100 new plug-in hybrid models by 2021
New research suggests 3.7 million plug-in hybrid electric vehicles will be on by the road by 2025 with 100 new models driving uptake.
The plug-in hybrid electric vehicle (PHEV) market is set for “transformational growth”, a new study has found.
Research conducted by consultants Frost & Sullivan predicts that 3.7 million PHEVs will flood the market by 2025.
The transformative growth will be caused by a number of key factors that will make alternatively-fuelled vehicles more appealing to consumers, such as favourable ‘green car’ cash incentives, improved economy figures and increased consumer acceptance.
Most mainstream manufacturers see PHEVs as key to meeting stringent emissions targets, with the likes of Volkswagen, Mercedes-Benz and BMW leading the way with dedicated electrified platforms.
Researchers have pinpointed 100 new PHEV model launches that will happen by 2021 and help drive uptake. High-performance and luxury motors, including the Maserati Levante, Bentley Bentayga and BMW M3, are all leaning towards hybrid technology, taking it away from its low-cost, economical roots.
However, Frost & Sullivan notes that uptake could be impeded by a number of factors, such as dwindling incentives and the arrival of long-distance pure-electric models.
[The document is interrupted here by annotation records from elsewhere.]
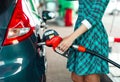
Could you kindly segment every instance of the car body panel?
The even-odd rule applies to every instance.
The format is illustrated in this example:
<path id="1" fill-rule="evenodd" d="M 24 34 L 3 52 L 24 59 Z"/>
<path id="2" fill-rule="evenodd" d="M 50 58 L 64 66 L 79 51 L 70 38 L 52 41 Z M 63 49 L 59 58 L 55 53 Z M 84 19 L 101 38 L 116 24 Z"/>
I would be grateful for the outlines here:
<path id="1" fill-rule="evenodd" d="M 37 51 L 38 46 L 36 44 L 37 37 L 35 30 L 31 36 L 17 44 L 2 45 L 18 0 L 2 1 L 6 1 L 6 5 L 9 1 L 11 1 L 11 3 L 6 9 L 3 9 L 3 12 L 0 12 L 0 82 L 45 82 L 41 81 L 43 80 L 43 76 L 45 77 L 44 48 L 39 47 L 39 52 Z M 21 1 L 23 10 L 26 7 L 29 8 L 25 3 L 25 1 L 29 0 Z M 32 27 L 36 27 L 38 22 L 35 22 L 35 19 L 32 20 L 32 12 L 27 11 L 27 16 L 30 14 L 28 17 L 30 22 L 34 22 L 34 24 L 30 24 Z M 38 19 L 36 20 L 38 21 Z"/>

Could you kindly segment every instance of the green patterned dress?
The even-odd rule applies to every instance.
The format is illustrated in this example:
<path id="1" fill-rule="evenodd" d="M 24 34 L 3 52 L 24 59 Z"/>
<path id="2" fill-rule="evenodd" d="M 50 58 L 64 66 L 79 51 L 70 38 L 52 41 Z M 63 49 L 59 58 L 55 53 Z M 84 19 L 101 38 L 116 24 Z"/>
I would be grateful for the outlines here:
<path id="1" fill-rule="evenodd" d="M 80 27 L 81 22 L 86 19 L 92 27 L 77 38 L 74 44 L 85 46 L 108 57 L 109 44 L 106 30 L 102 23 L 104 11 L 109 0 L 79 0 L 78 18 L 75 30 Z M 108 74 L 108 63 L 89 53 L 70 50 L 67 62 L 69 71 L 77 75 Z"/>

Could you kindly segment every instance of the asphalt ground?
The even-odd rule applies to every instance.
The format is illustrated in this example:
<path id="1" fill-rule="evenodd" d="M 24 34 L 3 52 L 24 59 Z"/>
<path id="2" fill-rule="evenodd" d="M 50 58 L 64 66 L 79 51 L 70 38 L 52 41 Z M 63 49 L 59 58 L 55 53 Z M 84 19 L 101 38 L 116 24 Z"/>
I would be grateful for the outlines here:
<path id="1" fill-rule="evenodd" d="M 120 37 L 120 15 L 110 16 L 105 14 L 103 24 L 109 36 Z M 48 29 L 56 30 L 61 37 L 72 33 L 73 26 L 58 26 L 55 21 L 48 23 Z M 110 46 L 112 52 L 120 53 L 120 43 L 110 43 Z M 55 53 L 50 47 L 46 47 L 46 57 L 48 62 L 47 82 L 72 82 L 70 72 L 66 69 L 66 58 Z"/>

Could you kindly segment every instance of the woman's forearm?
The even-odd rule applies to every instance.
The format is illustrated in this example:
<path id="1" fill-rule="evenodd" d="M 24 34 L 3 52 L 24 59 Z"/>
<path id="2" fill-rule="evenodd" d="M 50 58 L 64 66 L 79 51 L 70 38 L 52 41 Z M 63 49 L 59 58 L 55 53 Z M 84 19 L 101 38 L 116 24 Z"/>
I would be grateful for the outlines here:
<path id="1" fill-rule="evenodd" d="M 70 35 L 70 37 L 73 40 L 75 40 L 77 37 L 79 37 L 80 35 L 82 35 L 87 30 L 88 30 L 88 28 L 84 24 L 81 24 L 81 26 Z"/>

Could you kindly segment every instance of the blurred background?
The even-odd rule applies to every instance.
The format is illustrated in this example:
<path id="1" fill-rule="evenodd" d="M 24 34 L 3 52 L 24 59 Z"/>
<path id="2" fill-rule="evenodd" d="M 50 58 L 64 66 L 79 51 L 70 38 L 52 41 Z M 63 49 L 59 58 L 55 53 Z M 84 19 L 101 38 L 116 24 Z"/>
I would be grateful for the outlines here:
<path id="1" fill-rule="evenodd" d="M 64 37 L 73 32 L 77 18 L 77 0 L 35 0 L 38 12 L 43 10 L 56 13 L 56 18 L 48 23 L 48 29 L 55 29 L 60 36 Z M 120 0 L 110 0 L 102 19 L 105 29 L 110 38 L 120 37 Z M 72 82 L 70 73 L 66 69 L 67 59 L 46 47 L 47 53 L 47 82 Z M 120 64 L 120 43 L 110 41 L 109 58 Z M 110 64 L 108 74 L 113 82 L 120 82 L 120 69 Z"/>

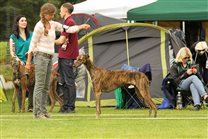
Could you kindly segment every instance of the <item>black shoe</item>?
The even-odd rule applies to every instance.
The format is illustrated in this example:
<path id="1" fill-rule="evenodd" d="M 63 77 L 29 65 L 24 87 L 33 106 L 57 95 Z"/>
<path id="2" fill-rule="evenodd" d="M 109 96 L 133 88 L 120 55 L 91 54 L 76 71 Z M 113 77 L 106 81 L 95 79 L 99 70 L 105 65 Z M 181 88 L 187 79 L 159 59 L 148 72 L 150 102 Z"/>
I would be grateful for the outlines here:
<path id="1" fill-rule="evenodd" d="M 201 109 L 200 105 L 195 105 L 193 108 L 194 111 L 199 111 L 200 109 Z"/>

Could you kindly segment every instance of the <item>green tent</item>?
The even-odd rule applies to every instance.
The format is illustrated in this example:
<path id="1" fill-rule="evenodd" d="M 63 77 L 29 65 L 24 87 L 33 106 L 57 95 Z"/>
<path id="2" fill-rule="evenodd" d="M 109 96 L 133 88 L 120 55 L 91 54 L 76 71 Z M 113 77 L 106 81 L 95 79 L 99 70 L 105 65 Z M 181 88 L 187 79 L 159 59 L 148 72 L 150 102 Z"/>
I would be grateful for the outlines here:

Pooja Bethi, intelligent mobility analyst at Frost & Sullivan, said: “The stringent emission norms of 95g of CO2/km can only be met by PHEV technology, while EV battery technology evolves to overcome limitations.
“PHEVs have a better market than [pure-electric cars] due to uncertainty in charging infrastructure.
“Improvements in battery chemistries and energy density will boost the electric-only range of PHEVs, while fast-charging stations will help reduce charging times drastically.”
The research appears to be backed up by strong sales for pure-electric and PHEV models in the UK. According to car industry trade body the Society of Motor Manufacturers and Traders, the latest year-to-date figures show alternatively-fuelled vehicle sales have increased by 23.8%.
Pure-electric cars have seen a 41.6% increase over the same period, while petrol-electric hybrid sales have gone up by 38.9%.
That’s impressive compared to petrol models, which saw take-up increase by nearly 7%, while diesel sales dropped by 6.4%.